Auch der ehrenamtliche Vorstand eines Vereins haftet also grundsätzlich persönlich gegenüber dem Verein und gegenüber Dritten.

Die gute Nachricht ist jedoch: Dem Vorstand kommt auf Grund seiner Ehrenamtlichkeit in der Regel eine Haftungserleichterung zugute (solange nicht vorsätzlich oder grob fahrlässig gehandelt wird), sodass es letztendlich eher selten zu einer persönlichen Haftung des Vorstands kommen dürfte.

Haftungsausschluss: Dieser Artikel ist mit Sorgfalt recherchiert und soll Ihnen als Orientierungshilfe dienen, indem er Sie bei der Entlastung ihres Ehrenamtes mit grundlegenden rechtlichen Anhaltspunkten unterstützt. Insbesondere da es sich inhaltlich um die Darstellung von Haftungsfragen handelt, erhebt der Artikel keinen Anspruch Vollständigkeit. Es wird zudem jegliche Form der Haftung bzgl. angesprochener Inhalte ausgeschlossen. Zwischen dem Leser und dem BMCO entsteht hierdurch keinerlei vertragliche Beziehung.

Lukas Amberger
Bundesmusikverband Chor & Orchester e.V (BMCO)
Erstellt: Juni 2023



Fußnoten

[1] Schadensersatzansprüche sind dabei sowohl aus den § 280 ff. BGB als auch aus deliktischen Ansprüchen denkbar.

[2] Vgl. § 276 Abs. 2 BGB.

[3] Zur Abgrenzung und zum Begriff der „groben“ Fahrlässigkeit siehe unten.

[4] Verein und Vorstand haften nach außen als Gesamtschuldner gem. §§ 840 Abs .1, 421 ff. BGB.

[5] Zur Erteilung steuerlicher Auskünfte vgl. § 93 AO.
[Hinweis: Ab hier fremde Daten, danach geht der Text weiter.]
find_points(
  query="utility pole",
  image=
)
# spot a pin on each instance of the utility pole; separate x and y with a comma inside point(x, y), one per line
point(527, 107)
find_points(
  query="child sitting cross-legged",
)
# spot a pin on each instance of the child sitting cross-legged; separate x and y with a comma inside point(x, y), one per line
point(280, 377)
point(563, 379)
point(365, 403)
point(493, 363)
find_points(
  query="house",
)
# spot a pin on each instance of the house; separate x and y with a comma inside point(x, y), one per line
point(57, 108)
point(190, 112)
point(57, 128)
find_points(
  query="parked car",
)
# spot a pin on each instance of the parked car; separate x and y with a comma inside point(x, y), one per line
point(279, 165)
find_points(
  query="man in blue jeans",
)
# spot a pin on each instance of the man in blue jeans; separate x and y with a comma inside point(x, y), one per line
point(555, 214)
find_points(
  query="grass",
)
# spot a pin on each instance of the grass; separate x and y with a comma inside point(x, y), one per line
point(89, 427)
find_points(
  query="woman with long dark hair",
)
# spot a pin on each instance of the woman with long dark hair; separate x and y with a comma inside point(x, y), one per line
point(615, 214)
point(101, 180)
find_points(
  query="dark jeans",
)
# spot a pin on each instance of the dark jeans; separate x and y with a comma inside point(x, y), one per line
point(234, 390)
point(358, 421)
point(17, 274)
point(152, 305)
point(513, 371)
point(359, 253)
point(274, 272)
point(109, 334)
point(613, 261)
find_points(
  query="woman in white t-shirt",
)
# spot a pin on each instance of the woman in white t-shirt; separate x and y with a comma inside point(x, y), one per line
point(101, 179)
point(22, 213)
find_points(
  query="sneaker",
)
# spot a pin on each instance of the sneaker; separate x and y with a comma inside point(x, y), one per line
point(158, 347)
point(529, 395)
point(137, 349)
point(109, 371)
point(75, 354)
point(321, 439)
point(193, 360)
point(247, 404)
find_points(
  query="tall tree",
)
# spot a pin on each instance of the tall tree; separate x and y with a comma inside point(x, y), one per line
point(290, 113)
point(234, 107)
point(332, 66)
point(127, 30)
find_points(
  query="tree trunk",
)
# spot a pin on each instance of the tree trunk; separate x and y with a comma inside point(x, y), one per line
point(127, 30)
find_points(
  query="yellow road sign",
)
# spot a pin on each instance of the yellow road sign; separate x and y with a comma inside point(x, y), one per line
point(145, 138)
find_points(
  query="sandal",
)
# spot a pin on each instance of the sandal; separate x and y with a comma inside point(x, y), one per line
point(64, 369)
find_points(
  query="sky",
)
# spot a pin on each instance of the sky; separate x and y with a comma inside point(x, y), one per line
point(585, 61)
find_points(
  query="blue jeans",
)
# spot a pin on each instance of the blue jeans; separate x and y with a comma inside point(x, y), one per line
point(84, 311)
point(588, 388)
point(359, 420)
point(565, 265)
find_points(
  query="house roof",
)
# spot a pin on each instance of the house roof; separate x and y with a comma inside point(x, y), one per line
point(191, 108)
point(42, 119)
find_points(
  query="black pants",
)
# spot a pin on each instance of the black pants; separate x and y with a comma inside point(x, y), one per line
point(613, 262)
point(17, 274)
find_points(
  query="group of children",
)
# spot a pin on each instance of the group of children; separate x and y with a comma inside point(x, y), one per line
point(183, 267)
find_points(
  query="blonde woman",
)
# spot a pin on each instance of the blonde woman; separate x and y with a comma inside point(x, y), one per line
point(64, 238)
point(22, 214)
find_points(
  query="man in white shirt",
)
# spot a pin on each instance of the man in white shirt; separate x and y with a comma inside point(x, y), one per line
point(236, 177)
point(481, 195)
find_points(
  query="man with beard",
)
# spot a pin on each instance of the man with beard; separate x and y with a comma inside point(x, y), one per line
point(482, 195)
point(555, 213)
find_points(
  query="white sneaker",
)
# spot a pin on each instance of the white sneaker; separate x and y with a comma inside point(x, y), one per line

[6] Zu Buchführungs- und Aufzeichnungspflichten vgl. § 140 ff. AO.

[7] Zur Pflicht zur Abgabe einer Körperschaftssteuererklärung, Gewerbesteuererklärung und Umsatzsteuererklärung vgl. 149 AO.

[8] Zum Begriff der „groben“ Fahrlässigkeit und des Vorsatzes siehe unten.

[9] Der Vorstand haftet in diesem Fall unter Umständen nach § 179 BGB als Vertreter ohne Vertretungsmacht.

[10] Gemeint ist die Haftung des Vorstands gegenüber Dritten im „Außenverhältnis“.

[11] Vgl. OLG Nürnberg NZG 2016, 112, sowie NJR-RR 2016, 153.